Die Vergabestellen sind zur Vorabinformation verpflichtet, d.h., sie informieren 15 bzw. 10 Tage vor Erteilung des Zuschlags, die nicht berücksichtigten Bieter über den Grund ihrer Nichtberücksichtigung. Darüber hinaus müssen die Bieter genauere Angaben zu den Ausschlussgründen erhalten, sofern diese in formalen Fehlern, mangelnder Eignung oder einem nicht auskömmlichen Angebot bestanden. Erst nach Ablauf der Frist ist die Erteilung des Zuschlags möglich, so dass die nicht berücksichtigten Bieter Gelegenheit haben, inzwischen ein Vergabenachprüfungsverfahren einzuleiten.

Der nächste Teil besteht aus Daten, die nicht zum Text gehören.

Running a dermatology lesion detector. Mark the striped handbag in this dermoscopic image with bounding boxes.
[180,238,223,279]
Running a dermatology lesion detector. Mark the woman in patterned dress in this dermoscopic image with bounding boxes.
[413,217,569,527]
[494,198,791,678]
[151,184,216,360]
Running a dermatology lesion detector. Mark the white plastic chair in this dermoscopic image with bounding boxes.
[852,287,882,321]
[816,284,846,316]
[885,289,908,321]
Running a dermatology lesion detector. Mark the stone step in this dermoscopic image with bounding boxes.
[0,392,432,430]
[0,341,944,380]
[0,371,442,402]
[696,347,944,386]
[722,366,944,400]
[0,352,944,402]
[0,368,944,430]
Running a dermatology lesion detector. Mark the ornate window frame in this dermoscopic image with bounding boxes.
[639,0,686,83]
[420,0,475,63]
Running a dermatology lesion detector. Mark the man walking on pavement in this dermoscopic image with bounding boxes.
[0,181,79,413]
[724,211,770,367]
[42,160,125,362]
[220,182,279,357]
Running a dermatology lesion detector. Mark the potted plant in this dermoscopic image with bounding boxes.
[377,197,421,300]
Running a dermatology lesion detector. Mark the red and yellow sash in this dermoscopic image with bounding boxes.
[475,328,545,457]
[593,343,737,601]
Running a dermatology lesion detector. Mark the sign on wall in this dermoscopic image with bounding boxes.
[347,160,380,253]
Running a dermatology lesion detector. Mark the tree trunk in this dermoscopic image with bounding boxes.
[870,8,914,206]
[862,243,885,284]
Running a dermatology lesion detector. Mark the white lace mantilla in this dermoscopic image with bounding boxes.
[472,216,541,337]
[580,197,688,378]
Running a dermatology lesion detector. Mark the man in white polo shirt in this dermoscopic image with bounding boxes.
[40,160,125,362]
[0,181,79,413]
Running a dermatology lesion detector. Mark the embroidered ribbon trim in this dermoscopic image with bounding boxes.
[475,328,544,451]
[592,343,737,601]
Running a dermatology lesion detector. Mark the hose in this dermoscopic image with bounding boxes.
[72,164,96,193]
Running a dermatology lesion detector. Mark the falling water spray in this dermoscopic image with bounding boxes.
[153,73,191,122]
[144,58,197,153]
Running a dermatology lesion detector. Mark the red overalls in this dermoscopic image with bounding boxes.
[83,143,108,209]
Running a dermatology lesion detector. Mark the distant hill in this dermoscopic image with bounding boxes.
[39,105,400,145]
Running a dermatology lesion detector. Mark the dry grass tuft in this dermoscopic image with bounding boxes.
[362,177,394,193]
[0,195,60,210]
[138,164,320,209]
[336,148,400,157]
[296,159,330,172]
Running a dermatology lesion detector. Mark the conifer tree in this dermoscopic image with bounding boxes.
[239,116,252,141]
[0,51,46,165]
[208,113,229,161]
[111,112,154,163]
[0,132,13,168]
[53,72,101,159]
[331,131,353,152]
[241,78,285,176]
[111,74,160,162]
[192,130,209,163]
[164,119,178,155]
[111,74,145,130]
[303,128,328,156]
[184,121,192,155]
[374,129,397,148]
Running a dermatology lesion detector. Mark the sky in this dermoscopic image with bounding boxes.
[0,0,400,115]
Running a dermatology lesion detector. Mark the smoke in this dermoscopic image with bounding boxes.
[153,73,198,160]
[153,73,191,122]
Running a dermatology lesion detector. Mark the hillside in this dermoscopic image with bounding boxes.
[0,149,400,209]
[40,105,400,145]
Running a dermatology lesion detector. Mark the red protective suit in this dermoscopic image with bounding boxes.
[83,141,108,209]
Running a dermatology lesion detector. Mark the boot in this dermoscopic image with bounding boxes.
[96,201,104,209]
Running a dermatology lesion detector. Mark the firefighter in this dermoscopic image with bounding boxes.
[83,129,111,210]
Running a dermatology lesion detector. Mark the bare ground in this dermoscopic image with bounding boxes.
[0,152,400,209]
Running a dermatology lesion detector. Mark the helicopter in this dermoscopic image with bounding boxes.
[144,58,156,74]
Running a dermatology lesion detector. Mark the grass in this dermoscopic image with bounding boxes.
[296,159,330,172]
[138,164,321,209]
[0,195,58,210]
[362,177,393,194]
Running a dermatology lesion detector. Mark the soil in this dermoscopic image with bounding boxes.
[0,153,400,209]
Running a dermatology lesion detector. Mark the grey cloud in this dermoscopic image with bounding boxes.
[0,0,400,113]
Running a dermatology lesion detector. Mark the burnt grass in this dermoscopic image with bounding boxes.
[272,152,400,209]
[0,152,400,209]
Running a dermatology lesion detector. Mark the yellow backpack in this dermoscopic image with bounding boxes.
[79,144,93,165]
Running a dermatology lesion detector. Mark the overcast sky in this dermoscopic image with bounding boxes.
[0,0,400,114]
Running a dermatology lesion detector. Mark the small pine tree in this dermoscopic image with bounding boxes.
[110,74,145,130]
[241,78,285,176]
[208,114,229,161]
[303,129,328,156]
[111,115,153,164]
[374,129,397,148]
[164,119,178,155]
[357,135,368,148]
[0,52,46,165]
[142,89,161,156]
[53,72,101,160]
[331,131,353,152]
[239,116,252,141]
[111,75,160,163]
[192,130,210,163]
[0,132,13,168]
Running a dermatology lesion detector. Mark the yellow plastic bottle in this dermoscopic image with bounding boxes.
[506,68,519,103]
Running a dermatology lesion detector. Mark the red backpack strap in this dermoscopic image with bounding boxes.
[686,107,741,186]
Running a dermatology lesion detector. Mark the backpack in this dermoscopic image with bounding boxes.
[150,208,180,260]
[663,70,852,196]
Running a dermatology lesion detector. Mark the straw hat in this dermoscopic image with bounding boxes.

Die 15-tätige Frist gilt für postalisch versandte Vorabinformationen, wobei die Frist am Tag nach der Absendung beginnt. Bei elektronischem Versand per E-Mail oder Fax sind es 10 Kalendertage (vgl. § 134 Abs. 2. GWB). Letztere wird in der Regel bevorzugt, um schneller Rechtssicherheit zu erlangen.

Im Zusammenhang mit der Vorabinformation spricht man auch von Stillhalte- oder Wartefrist bzw. Wartepflicht.